Last fall, a state Supreme Court justice ordered the state to stop paying taxes on all of its lands. A Town Supervisor from Chautauqua County had sued the state because it would not pay taxes on state-owned forest lands in his town, even though it was making payments to other towns with similar forest lands.
Supreme Court Justice Timothy Walker immediately stayed his own order pending appeals, but the ruling has caused uncertainty and apprehension for local governments and property owners in the Adirondacks and Catskills Parks.
The decision prompted calls for a moratorium on additional state land purchases in the Adirondacks until the case is resolved. ADK believes a moratorium would be premature, because the portion of the decision that applies to Forest Preserve tax payments is likely to be overturned. Moreover, Adirondack and Catskill municipalities will continue to get tax payments from the state while the case makes its way through the courts. A moratorium would also tie the state’s hands at a time when it has a rare opportunity to protect tens of thousands of Adirondack acres and open those lands to public recreation.
Under the common law principle of sovereign immunity, no municipality has the right to tax the state unless the state gives its consent. In 1886, the year after the Legislature created the Forest Preserve, it agreed to allow Forest Preserve communities to collect taxes on these properties. In 2006, New York paid an estimated $80 million on its land in the Adirondack and Catskill Parks.
Over the years, the Legislature has expanded the taxing authority to state properties outside of the Adirondacks and Catskills, but some non-Forest Preserve state properties are taxed while others are not. While the courts should try to correct this inequity, it was inappropriate for the Supreme Court to include Forest Preserve lands in this case.
The case, known as Dillenburg v.

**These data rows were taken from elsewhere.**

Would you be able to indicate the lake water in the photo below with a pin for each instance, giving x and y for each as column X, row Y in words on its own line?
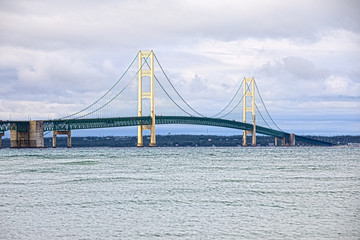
column 180, row 193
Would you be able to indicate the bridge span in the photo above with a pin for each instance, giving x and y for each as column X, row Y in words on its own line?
column 31, row 133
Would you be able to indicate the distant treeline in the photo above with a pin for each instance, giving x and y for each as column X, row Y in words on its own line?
column 181, row 141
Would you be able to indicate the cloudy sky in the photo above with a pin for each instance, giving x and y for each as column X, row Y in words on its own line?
column 58, row 56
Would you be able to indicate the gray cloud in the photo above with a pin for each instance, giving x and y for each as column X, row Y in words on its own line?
column 67, row 53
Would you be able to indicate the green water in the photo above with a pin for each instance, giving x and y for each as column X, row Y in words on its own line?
column 180, row 193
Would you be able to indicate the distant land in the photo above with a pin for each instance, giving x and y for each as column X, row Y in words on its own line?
column 182, row 141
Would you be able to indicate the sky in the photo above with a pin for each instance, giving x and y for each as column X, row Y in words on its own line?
column 57, row 57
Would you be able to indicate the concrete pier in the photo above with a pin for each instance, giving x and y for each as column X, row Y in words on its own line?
column 286, row 141
column 68, row 133
column 1, row 135
column 27, row 135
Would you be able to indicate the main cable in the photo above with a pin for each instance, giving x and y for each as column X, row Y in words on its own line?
column 175, row 88
column 105, row 93
column 230, row 101
column 266, row 108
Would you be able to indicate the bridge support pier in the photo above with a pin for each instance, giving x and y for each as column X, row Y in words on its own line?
column 68, row 133
column 150, row 95
column 286, row 141
column 1, row 135
column 249, row 92
column 27, row 134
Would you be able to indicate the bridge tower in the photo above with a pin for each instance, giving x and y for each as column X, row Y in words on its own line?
column 249, row 92
column 142, row 95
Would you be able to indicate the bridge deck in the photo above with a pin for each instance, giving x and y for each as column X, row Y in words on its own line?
column 74, row 124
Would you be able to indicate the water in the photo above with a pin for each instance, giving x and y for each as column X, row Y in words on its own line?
column 180, row 193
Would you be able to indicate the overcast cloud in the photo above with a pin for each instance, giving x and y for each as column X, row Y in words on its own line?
column 58, row 56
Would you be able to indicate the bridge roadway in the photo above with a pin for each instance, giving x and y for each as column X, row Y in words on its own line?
column 75, row 124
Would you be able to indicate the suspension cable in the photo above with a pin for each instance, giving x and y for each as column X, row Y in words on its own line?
column 105, row 93
column 170, row 96
column 265, row 107
column 128, row 84
column 248, row 88
column 262, row 117
column 175, row 88
column 230, row 101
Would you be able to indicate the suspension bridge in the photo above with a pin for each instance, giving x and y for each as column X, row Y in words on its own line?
column 117, row 108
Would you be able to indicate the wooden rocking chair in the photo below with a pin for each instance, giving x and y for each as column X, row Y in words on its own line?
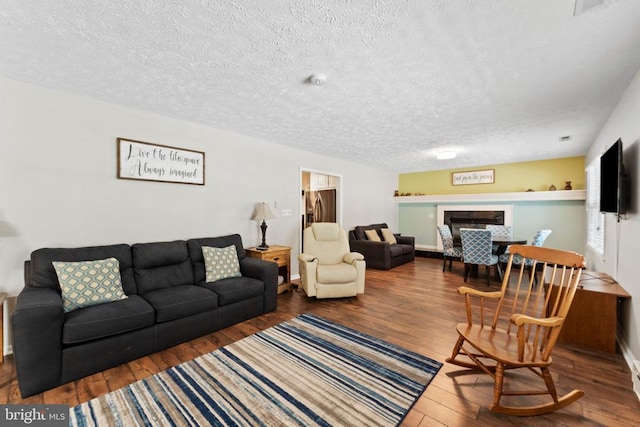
column 524, row 327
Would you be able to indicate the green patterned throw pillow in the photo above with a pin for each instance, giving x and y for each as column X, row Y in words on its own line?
column 221, row 263
column 87, row 283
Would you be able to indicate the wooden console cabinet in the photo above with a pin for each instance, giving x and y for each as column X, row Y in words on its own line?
column 280, row 255
column 593, row 317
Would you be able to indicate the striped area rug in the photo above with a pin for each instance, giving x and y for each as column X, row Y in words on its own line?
column 306, row 371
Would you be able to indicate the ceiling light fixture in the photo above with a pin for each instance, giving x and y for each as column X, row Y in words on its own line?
column 446, row 155
column 317, row 79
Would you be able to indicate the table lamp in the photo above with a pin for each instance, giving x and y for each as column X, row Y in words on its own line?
column 263, row 213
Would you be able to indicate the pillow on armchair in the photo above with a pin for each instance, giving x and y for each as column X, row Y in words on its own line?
column 388, row 236
column 372, row 235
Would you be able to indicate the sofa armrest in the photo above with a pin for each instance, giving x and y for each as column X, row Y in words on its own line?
column 37, row 339
column 352, row 257
column 308, row 266
column 376, row 254
column 267, row 272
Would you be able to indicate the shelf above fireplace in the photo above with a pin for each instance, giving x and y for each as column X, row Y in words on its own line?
column 522, row 196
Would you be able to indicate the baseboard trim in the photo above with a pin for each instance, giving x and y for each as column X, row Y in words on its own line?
column 630, row 359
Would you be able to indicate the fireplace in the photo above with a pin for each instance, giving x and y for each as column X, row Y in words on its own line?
column 470, row 219
column 472, row 216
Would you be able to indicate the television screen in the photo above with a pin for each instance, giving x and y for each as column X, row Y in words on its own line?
column 611, row 179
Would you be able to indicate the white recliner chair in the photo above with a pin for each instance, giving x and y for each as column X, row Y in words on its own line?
column 327, row 268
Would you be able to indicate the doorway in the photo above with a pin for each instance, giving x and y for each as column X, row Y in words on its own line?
column 321, row 199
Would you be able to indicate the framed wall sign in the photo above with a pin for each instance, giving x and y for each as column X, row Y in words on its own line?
column 473, row 177
column 153, row 162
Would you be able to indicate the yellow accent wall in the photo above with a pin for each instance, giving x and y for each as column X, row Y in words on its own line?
column 510, row 177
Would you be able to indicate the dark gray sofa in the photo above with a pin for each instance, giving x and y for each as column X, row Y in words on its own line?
column 168, row 302
column 381, row 255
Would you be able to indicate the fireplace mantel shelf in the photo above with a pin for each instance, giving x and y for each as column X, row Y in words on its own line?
column 522, row 196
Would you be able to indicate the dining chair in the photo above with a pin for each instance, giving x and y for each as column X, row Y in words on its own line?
column 499, row 232
column 517, row 327
column 449, row 251
column 538, row 240
column 476, row 250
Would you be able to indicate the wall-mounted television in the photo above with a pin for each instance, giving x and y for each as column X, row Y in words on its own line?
column 614, row 191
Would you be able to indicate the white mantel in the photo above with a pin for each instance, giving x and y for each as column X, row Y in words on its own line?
column 521, row 196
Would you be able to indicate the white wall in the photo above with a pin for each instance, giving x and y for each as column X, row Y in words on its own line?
column 622, row 239
column 58, row 184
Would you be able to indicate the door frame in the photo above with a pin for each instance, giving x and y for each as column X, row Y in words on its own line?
column 301, row 209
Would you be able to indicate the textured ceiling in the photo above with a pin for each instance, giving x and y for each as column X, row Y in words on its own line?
column 496, row 80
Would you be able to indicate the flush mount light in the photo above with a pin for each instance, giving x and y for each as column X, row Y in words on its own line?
column 445, row 155
column 317, row 79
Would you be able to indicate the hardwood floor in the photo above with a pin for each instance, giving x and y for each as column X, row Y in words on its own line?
column 415, row 306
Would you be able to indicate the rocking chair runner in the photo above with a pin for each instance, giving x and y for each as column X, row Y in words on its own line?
column 524, row 327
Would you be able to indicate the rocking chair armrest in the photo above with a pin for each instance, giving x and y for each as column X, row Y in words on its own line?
column 521, row 319
column 464, row 290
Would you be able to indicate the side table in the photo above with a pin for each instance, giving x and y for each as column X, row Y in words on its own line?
column 280, row 255
column 593, row 316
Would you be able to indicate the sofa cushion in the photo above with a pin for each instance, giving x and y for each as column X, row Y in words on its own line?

New York State, is expected to come before the Appellate Division’s 4th Department in Rochester in September. Attorney General Andrew Cuomo is defending the state, and the groups filed their “friend of the court” brief in an effort to assist the attorney general.
The coalition also includes the Adirondack Council, the Open Space Conservancy, the Adirondack Landowners Association, the Residents’ Committee to Protect the Adirondacks, the Association for the Protection of the Adirondacks, the Catskill Center for Conservation and Development, and Audubon New York. The organizations are being represented by Marc S. Gerstman of Albany, former chief counsel for the state Department of Environmental Conservation.
The groups urged the Appellate Division panel to overrule the lower court and uphold the tax payments on Forest Preserve land. Those payments have received broad-based public support and have been upheld by New York's courts over the past 122 years. The payments provide a benefit to all New Yorkers by ensuring the sustainability of the Forest Preserve without placing an undue burden on the people of the Adirondacks and Catskills.